Are you getting enough vitamin D in your diet? This nutrient is important for the growth of healthy cells, for the proper functioning of your immune system and for the absorption of calcium so that your bones stay strong. It also helps prevent rickets in children and, along with calcium, the “sunshine” vitamin can help prevent osteoporosis in the elderly.
Vitamin D is produced by the body when ultraviolet rays from the sun hit the skin. The recommended daily allowance (RDA) for vitamin D is 600 international units (IU), or 15 micrograms (mcg) for most adults. For people over 80, the RDA is 800 IU (20 mcg).
Yet most people don’t get enough vitamin D through sunlight, and food isn’t a good source of this nutrient. Diet alone generally does not allow to exceed 288 IU per day. No wonder there is so much vitamin D deficiency. Vitamin D deficiency means that your blood contains 20 nanograms per milliliter or less of this nutrient. If you’re obese or haven’t had a college education, you’re at greater risk of vitamin D deficiency.
To get your dose, you can opt for supplements. Vitamin D3 (cholecalciferol), found in foods of animal origin, is generally better absorbed by the body, although vitamin D2 (ergocalciferol) of plant origin is also used in supplements. Still, research is mixed on whether vitamin D supplements offer any real health benefits.
Make sure your diet is rich in the following foods to increase your intake.
Not only is salmon a great option if you’re looking for protein to add to your diet, but it’s also loaded with sunshine vitamins. 60g of cooked sockeye salmon contains approximately 447 IU of vitamin D. Besides vitamin D, salmon is an excellent dietary supplement as it is a good source of healthy protein and omega-3 fatty acids. Fish provides two essential omega-3s: eicosapentaenoic acid and docosahexaenoic acid, which you need to get from food. Omega-3s contribute to the good health of the immune, pulmonary, endocrine and cardiovascular systems. Other fatty cold-water fish, such as mackerel and sardines, also have high levels of vitamin D.

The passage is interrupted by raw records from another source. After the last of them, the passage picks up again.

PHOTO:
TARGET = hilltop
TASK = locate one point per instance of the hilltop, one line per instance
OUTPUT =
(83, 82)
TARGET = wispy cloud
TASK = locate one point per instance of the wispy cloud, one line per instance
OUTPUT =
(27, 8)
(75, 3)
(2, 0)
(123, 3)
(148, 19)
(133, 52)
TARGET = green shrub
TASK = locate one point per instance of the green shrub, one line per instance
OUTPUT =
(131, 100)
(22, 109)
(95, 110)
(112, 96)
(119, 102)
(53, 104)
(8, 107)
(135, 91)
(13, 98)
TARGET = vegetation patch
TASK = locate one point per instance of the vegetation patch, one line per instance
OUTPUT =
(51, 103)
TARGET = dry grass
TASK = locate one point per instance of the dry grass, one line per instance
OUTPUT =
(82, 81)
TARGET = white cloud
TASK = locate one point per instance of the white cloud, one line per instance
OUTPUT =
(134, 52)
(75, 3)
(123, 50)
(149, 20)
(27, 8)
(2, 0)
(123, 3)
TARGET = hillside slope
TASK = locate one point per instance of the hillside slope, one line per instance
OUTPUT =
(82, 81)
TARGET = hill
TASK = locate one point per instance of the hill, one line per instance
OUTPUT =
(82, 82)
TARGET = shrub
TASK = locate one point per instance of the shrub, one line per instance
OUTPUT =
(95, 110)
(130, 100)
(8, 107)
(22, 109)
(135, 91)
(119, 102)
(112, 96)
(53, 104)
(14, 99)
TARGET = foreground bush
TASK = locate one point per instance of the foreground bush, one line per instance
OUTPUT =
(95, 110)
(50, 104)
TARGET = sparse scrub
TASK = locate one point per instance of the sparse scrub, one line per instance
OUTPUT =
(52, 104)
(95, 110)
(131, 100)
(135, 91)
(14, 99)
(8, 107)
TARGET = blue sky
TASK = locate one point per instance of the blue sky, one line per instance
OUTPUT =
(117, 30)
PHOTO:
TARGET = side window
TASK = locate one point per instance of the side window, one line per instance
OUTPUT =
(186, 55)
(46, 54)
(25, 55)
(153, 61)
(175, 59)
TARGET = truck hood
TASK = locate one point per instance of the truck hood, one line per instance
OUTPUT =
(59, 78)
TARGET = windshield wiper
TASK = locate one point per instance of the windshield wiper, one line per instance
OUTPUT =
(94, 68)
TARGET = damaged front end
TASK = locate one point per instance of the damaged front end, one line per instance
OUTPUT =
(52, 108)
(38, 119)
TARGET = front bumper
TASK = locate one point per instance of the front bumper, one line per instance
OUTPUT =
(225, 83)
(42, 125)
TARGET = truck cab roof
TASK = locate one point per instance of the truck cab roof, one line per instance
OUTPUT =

2 Savor the swordfish, in moderation
Swordfish is another favorite. 85 grams of swordfish provides 566 IU per serving, bringing you almost to the recommended daily allowance of vitamin D. At least two servings of fish per week should be eaten, and this fish is versatile and tasty. However, beware of children and pregnant women, it is better to avoid large fish, such as swordfish, because they have higher levels of mercury contamination than smaller species with a shorter lifespan. Yet the health benefits for the elderly in particular outweigh the risks.
3 Canned tuna provides more than 25% of the recommended daily intake.
85 grams of canned tuna contains 154 IU of vitamin D. This affordable staple is great for easy lunches like a classic tuna sandwich or tuna salad. Put a healthy spin on your favorite dish with this recipe for Tuna Salad with Artichokes and Ripe Olives. Tuna is accessible and affordable, making it a great option for everyone.
4 Eat Mushrooms for a Versatile Vitamin D Boost
While mushrooms don’t naturally provide a high amount of vitamin D, some are UV treated, which provides a higher dose of this nutrient. The amounts of vitamin D vary depending on the amount of UV light the mushrooms are exposed to. One serving contains between 124 and 1022 IU per 100 grams (g). Once you have them, add sautéed mushrooms to eggs or fish for an even more vitamin D-rich meal. Or make a heartier mushroom dish, like vegetable-stuffed portobellos.
5 Fortified yogurt is a gut-healthy snack
Yogurt is a convenient and tasty snack – and when eaten plain or with fresh fruit, it’s also healthy. This type of dairy product is an excellent source of gut-friendly probiotics, and choosing a fortified variety will cut your daily vitamin D needs by 10 to 20 percent, depending on the brand.
6 Cereals can be fortified with vitamin D and rolled oats offer fiber
A packet of unsweetened, fortified rolled oats can add a solid dose of vitamin D to your diet. Fortified ready-to-eat cereals typically provide you with 40 IU of vitamin D per serving. But they can provide more if you choose a more heavily fortified cereal, which provides 60.2 IU per cup.
7 Eggs contain protein and strengthen the immune system
Egg yolk has always been known to raise LDL (“bad”) cholesterol levels. But if you skip them in favor of egg whites, you’ll be missing out on some of the protein and several minerals in the yolks, like zinc and selenium, which play a role in boosting your immune system. And you’re also depriving yourself of vitamin D. One egg yolk contains 41 IU, or 10 percent of the daily value, according to the NIH. Consume them in moderation.
8 Sardines provide you with calcium, omega-3s and protein.
Buying fresh fish can be expensive. If that’s holding you back, try canned sardines. They are more affordable than other forms of fish and are high in protein, heart-healthy omega-3 fatty acids, calcium and vitamin D. Two sardines from a can provide 46 IU of vitamin D, or 12% daily value. This underrated fish goes well with salads, pasta sauces and stews.